Ca lost her home. In a fire. Its all gone. Everything.
Ca is the daughter of one of my very nearest and dearest friends, (more like a surrogate sister actually.)
My heart is broken for Ca.
Yes, we have all tried to soothe her with platitudes of hope and gratitude that she was safe and unharmed. And yes, Ca. understands all that.
But she lost her home. HER HOME.
Ca is like her mother who is like me. WE LOVE OUR HOMES. Nothing is happenstance. We have painstakingly decorated every nook and cranny to reflect exactly who we are. This young woman had just begun her journey into "adulthood", "independence" "freedom of expression" with the purchase of her very first home.
Ca has always prided herself with liking the "finer" things in life. It was a source of amusement for all who know and love her. We often chided Ca about being a little "princessy" and having filet mignon taste on a hamburger budget.
So when I spoke to her this morning, I was surprised to hear her mourn the loss of "Wrinkles" above all else.
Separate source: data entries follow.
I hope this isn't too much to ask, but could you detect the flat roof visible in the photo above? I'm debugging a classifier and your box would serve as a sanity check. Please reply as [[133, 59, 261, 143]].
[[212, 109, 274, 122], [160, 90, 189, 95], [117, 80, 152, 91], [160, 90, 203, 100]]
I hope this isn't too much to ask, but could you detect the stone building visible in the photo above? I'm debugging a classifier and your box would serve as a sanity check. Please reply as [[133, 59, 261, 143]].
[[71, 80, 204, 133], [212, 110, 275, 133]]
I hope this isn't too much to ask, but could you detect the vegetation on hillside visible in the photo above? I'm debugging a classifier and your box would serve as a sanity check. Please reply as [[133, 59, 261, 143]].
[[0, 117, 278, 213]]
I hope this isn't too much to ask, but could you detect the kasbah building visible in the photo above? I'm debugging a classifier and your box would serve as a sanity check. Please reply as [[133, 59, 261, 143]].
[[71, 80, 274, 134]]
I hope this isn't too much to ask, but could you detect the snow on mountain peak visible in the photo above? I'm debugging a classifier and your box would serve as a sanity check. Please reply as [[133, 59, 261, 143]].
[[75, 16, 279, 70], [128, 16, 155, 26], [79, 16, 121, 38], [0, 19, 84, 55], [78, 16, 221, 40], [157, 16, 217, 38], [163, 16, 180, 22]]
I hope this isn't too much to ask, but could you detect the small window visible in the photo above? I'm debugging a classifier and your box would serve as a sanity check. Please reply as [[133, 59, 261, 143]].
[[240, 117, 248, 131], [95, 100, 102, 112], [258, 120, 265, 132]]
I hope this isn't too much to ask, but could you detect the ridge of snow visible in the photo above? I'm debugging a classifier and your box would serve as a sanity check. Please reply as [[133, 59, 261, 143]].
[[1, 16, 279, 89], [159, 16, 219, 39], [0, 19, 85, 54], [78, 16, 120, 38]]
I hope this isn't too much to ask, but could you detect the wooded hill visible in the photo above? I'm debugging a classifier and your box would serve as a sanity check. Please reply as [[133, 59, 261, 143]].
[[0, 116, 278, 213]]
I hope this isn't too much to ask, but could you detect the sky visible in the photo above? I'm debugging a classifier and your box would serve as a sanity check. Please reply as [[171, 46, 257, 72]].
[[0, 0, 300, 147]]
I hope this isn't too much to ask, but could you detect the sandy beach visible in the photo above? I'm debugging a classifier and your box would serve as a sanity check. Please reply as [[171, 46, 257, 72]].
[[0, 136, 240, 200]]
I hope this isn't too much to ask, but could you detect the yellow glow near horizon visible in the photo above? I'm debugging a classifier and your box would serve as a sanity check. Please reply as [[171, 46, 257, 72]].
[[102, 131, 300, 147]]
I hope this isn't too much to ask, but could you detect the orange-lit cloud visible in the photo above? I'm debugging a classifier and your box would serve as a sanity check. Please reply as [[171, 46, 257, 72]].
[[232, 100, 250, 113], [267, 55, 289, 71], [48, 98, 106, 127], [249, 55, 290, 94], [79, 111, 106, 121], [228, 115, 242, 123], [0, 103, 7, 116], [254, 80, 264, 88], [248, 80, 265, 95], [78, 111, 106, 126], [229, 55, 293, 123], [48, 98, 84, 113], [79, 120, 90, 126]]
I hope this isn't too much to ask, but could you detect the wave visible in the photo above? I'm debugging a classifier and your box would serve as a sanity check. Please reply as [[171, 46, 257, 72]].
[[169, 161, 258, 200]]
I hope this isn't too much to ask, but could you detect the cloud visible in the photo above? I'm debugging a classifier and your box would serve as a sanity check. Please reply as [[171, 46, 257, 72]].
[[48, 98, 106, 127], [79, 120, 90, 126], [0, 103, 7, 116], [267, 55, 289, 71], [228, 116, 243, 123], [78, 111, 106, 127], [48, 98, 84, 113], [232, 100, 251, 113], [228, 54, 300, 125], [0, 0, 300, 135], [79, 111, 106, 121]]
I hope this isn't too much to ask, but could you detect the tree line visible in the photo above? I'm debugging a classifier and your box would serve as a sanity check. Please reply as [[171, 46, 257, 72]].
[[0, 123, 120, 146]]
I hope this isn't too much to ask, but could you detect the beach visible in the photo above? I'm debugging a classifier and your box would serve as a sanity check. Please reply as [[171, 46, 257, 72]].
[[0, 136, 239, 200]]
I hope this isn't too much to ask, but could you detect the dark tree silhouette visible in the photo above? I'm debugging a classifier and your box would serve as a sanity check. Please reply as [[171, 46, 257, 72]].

Wrinkles? Yup. WRINKLES. A stuffed doggie given to her from her maternal Nonno when she was 3 years old who has since passed. "Everything else, I can replace." Sob.
In that moment, Ca WAS 3 again. I wanted to put on my Superman cape and fly around the earth and turn back time, if only to save Wrinkles. I wanted to crawl through my telephone line and hug her with all my might and tell her everything would be OK.
Sometimes being a grown-up sucks.
Ca will survive. Dare I say she may even be better, stronger, wiser.
Still, all in all, the whole situation just sucks.